Kyl knows where that enthusiam comes from. She’s scared he might deviate into one more endless rant, about his youthful striker heroics. He’d never subject his favourite grandchild to this torture, only his useless son-in-law gets bored out on purpose, but how would Blief know?

Kyl let’s himself sag a little lower to signal end of rant risk and pursues his tale:

“Don’t even recall the name of the mask bug, or the disease. Something like crow vet, or cow void. Yes, cow void, that sounds right, whysoever they called it that. Bovines or any lack thereof were not involed, to the best of my knowledge. 

Cow void came with what we considered a big bang, in those happy days. It made a mess, all over the world, not unlike Marvid. You could also get and transmit cow void without falling sick, not unlike Marvid again. But the mask bug was far less deadly than MARV4. It was just a matter of slowing its spread, not to have too many people fall severely ill at the same time.

Whenever and wherever we met people, we had to don face masks and keep our distances. 

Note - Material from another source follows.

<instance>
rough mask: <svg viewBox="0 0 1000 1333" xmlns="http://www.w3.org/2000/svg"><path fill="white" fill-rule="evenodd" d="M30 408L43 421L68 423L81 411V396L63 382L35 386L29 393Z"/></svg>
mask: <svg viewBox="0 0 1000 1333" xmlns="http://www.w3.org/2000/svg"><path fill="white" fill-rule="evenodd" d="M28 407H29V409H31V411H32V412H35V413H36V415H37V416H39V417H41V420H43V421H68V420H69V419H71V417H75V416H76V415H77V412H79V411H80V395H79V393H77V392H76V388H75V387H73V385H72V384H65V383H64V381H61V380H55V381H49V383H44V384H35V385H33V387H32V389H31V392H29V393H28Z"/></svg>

Didn’t work well in my first sport. Fine enough for the masks. With everybody forced to wear them, everybody’s breathing was impeded in the same way. Cost me a full second of maximum speed, but I was still top game. Whereas the keeping our distances bit, that was far too leniently enforced.  The referees, they always looked the other way, instead of punishing close play hard and fast. Especially in the lower leagues, players kept rushing into each other as if no cow void.

Wasn’t meant to last. At the height of wave five, like two years in, some study showed bad numbers for football players, and out went my first sport. No problem for me, of course, discovered I like tennis better anyway, less harm to the legs. But it was a sad moment…”

Seeing Blief signal question mark in videospeak, Kyl pauses his story to give her to chance to raise whatever issue is on her mind. She doesn’t hesitate to ask:

“You say you were all doing physical distancing all over. But grannie, you must have met her close up, at some point? Otherwise, mom, she wouldn’t be, right?”.

Kyl likes his granddaughter, and her inquisitiveness, but certain topics are off limits.

Pretending to have been overcome by a sudden bout of senile fatigue, he quickly closed his eyes to savor the memory of that particular infraction in private.

They had kept their face masks on. Never will he forget the Nike logo on hers approaching, and how he had thought ‘funny, wasn’t even aware we’ve got the same sponsor, hopefully a good omen’. He of course never revealed that thought, preferring to talk about beautiful eyes and long lashes. Commercial can’t be allowed to intrude upon romance.